On one side, financial experts argue that you can and should do both at the same time. “Delaying your start date for years because you’re focused on debt can have serious long-term repercussions. The rest of your life isn’t ‘all or nothing,’ and your money doesn’t have to be either,” Erin Lowry, author of the “Broke Millennial” book series, recently wrote.
On the other side, pausing investments to focus on debt worked out for Bernadette Joy, a financial coach and founder of Crush Your Money Goals, who paid off $300,000 in debt using this strategy and others.
Combined, saving money and paying off debt will get you to financial freedom — or at least financial stability. But inevitably, one will have to be prioritized over the other.
To get a sense of how individual financial needs can be prioritized, we put five hypothetical money scenarios into the quiz below. See how many you can get right.
In almost every situation, we recommend paying at least the minimum required payment to your lenders. And it’s important to remember that there isn’t one correct approach to money management. If you would like personalized guidance on how to pay down your debt, we recommend making an appointment with a nonprofit credit counseling organization.
When to Save Instead of Paying Down Debt
How much to save
Three to six months’ worth of expenses is typically the recommended amount for an emergency fund, but any amount is helpful. Our experts recommend a $1,000 emergency fund as an achievable goal for people who have little savings and want a hedge against unexpected car repairs, pet sickness, and other emergencies. From there, you can build to a higher amount.
Where to keep your money
For money you need for paying bills, use a checking account. These accounts are intended for transactions and have no limit on withdrawals. Savings accounts and money market accounts are beneficial for short- and long-term savings goals, such as emergency funds, vacation savings, and home down payments, but make sure not to initiate more than six withdrawals or transfers per month, since it’s not allowed by federal law. If you want a higher interest rate and don’t need money right away, you can invest in a certificate of deposit (CD) that offers attractive rates of return in exchange for locking away the funds for a certain number of months or years.

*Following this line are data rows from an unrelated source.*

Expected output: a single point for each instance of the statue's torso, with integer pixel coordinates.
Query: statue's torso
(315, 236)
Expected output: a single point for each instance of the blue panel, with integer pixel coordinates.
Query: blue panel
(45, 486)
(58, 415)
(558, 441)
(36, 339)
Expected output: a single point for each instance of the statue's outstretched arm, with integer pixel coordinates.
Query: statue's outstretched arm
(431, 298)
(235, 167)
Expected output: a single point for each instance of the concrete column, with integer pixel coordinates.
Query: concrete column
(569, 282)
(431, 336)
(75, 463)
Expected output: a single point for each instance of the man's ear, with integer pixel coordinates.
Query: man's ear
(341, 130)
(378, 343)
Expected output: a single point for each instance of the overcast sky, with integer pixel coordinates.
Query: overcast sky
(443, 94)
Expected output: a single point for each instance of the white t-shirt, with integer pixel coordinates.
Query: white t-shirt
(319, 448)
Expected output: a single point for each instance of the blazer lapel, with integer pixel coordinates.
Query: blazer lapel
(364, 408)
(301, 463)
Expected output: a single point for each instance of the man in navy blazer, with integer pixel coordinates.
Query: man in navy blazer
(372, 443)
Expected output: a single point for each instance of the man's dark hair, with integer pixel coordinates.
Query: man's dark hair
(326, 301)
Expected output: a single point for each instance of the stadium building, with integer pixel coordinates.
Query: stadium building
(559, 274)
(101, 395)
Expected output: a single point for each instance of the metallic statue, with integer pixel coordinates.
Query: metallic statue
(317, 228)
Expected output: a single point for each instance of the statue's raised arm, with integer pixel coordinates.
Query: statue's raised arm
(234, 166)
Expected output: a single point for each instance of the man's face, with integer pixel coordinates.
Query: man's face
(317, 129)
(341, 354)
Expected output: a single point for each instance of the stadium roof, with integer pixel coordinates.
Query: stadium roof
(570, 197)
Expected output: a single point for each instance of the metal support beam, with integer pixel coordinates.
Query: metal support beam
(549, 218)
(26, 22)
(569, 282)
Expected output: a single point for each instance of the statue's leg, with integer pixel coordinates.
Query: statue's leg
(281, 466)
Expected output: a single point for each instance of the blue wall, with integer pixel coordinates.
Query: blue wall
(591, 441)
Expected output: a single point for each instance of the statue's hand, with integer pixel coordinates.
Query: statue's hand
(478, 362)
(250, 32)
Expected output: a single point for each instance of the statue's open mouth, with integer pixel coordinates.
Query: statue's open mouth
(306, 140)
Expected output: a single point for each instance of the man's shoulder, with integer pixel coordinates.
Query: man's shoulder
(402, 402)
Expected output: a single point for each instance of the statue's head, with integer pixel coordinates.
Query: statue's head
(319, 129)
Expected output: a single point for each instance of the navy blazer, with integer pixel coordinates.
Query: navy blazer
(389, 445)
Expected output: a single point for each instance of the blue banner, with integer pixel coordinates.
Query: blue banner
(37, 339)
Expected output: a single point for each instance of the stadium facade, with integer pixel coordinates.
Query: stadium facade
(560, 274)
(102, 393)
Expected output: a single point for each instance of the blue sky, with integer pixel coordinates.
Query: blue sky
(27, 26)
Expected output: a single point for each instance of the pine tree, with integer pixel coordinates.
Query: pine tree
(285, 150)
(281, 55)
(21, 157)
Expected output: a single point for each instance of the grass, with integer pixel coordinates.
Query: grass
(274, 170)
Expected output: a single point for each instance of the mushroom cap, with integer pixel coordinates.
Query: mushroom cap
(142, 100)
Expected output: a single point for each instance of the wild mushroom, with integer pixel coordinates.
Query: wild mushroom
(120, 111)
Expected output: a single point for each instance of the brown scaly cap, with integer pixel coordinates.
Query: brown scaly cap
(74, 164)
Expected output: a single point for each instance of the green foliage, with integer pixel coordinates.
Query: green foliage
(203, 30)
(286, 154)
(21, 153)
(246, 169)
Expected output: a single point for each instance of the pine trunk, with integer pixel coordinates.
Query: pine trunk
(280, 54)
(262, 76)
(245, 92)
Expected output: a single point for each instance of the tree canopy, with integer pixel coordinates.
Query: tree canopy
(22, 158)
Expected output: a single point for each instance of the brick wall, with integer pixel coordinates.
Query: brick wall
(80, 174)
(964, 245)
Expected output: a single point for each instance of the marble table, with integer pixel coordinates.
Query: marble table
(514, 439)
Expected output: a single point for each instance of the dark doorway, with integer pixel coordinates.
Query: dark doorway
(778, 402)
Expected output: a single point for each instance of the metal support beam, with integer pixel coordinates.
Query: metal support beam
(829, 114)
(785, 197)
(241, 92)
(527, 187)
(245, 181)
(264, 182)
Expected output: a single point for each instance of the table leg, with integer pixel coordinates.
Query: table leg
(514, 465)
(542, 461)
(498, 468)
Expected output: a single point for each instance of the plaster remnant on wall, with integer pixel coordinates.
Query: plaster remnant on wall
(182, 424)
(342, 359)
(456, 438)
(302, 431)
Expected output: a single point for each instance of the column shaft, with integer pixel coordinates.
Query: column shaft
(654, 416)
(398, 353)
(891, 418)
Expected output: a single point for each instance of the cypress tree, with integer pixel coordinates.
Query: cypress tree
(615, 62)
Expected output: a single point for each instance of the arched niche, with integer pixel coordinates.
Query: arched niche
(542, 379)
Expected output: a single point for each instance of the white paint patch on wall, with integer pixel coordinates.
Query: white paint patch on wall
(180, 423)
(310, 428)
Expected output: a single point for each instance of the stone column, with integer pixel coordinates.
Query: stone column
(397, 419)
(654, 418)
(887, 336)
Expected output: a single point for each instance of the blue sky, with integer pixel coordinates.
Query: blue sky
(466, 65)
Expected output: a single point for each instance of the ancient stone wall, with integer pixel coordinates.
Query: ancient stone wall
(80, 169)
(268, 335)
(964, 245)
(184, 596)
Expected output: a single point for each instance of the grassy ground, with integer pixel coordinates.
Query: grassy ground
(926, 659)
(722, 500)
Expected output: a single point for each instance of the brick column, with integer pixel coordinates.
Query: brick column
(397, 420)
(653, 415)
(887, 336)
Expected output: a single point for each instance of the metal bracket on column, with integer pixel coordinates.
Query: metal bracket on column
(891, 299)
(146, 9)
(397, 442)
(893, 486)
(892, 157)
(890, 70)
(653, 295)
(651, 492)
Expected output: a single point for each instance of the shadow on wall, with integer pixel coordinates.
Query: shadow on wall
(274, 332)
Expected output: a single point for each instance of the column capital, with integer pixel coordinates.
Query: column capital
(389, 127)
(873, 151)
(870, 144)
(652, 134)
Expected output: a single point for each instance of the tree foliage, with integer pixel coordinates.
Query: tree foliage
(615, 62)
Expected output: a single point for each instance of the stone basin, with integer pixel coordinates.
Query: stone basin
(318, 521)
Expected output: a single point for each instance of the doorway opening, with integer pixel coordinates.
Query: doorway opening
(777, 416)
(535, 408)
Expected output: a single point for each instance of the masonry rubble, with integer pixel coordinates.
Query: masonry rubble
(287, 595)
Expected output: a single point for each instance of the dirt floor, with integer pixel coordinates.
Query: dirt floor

When to Pay Off Debt Instead of Saving Money
If you already have an emergency fund, then you can put more funds toward debt repayment. Those who funnel all their extra dollars toward debt — and none toward savings — could find themselves in a debt cycle. For example, if you need to foot $200 for a plumber and don’t have that money saved up, the bill may have to go onto a credit card that you were already trying to pay off.
How to Save Money and Pay Off Debt
Saving money and paying off debt requires a delicate balance. If you don’t have an emergency fund, we recommend saving for one while paying the minimum on your debt payments. Then, once you have money saved for a rainy day, you can devote more resources to getting rid of high-interest debt. Experts typically like the “snowball” and “avalanche” debt repayment strategies. With the snowball method, you pay off the card with the smallest balance first (to give yourself a quick first win), then proceed to the card with the next-largest balance. With the avalanche method, you pay off the card with the highest interest rate first (to reduce the money you spend in interest long term), then proceed to the card with the next-highest rate.
The avalanche method saves you money in the long run, but the snowball method is often recommended for people because the feeling of paying off a credit card or loan quickly can motivate you to continue your debt payoff plan. What matters is finding a plan that works for you and your needs and goals.